Voilà un film expérimental réalisé par une photographe japonaise, qui revient sur des lieux de son enfance. Par un dispositif particulier, on voit successivement sa main tenir des photos du passé et des photos d’elle en train de prendre des clichés sur les lieux que jadis son grand-père avait capturés. Maki Satake poursuit le travail de son aïeul, produisant une continuité entre les générations.
Réminiscences et rémanence du passé.
Est-ce qu’avec le temps tout s’en va ? La réponse est ici négative, et l’on sent que le temps ne s’écoule pas au Japon de la même manière que dans nos contrées, de façon peut-être plus circulaire que linéaire, comme on le voit avec l’évocation des saisons. Le projet s’interroge sur le temps par le biais de l’espace, et de son évolution. Il est d’ailleurs fascinant avec ce film de constater que rien n’a changé, que le paysage est le même que sur les phots d’antan. Bien sûr, il ne faut rien généraliser, ce ne sera jamais systématiquement le cas, nous connaissons tous des lieux qui ne seront jamais plus comme avant, le paysage évolue sans cesse, nous le savons bien, mais il reste fascinant pour moi de constater ces persistances et de retrouver dans le paysage d’aujourd’hui des traces d’un passé qui n’est peut-être pas révolu. Dans ce monde qui connait des transformations profondes et rapides, il est aussi rassurant de se dire que certaines choses ne changeront pas, même si on sait au fond de nous que c’est complètement faux.
L’arbre n’a pas bougé, il semble bien que ce soit celui de la photo du grand-père, mais peut-on en être sûr ? Si chaque arbre est différent, les arbres se ressemblent quand même beaucoup.
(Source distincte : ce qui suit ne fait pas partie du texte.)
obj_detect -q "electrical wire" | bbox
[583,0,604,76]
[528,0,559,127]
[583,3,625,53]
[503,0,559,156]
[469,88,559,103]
Comment être sûr, et puis non, il n’y a pas de doute, on peut tourner autour du pot (ou de l’arbre) pendant des heures, c’est bien le même ! La rémanence des traces et donc du passé voire du grand père !
Ce grand père photographe, c’est sans doute lui qui a fait de Maki Satake une photographe, et forcément, des questions se posent : ne reste-t-il pas davantage de choses de lui en nous que nous ne pouvons l’imaginer ? N’est-il pas encore vivant, quelque part ? Ne nous aurait-il pas légué bien plus qu’on ne l’aurait imaginé ? La réalisatrice marche ainsi sur les traces de son ancêtre, au propre comme au figuré.
On a donc là une jolie réflexion sur l’espace et le temps, sur ce qui change et ce qui reste, sur la fragilité de l’homme face à une nature qui ne meurt pas ; un film sur l’héritage, sur les traces d’un passé qui persiste, et donc un retour sur soi qui interroge la nature même de son identité.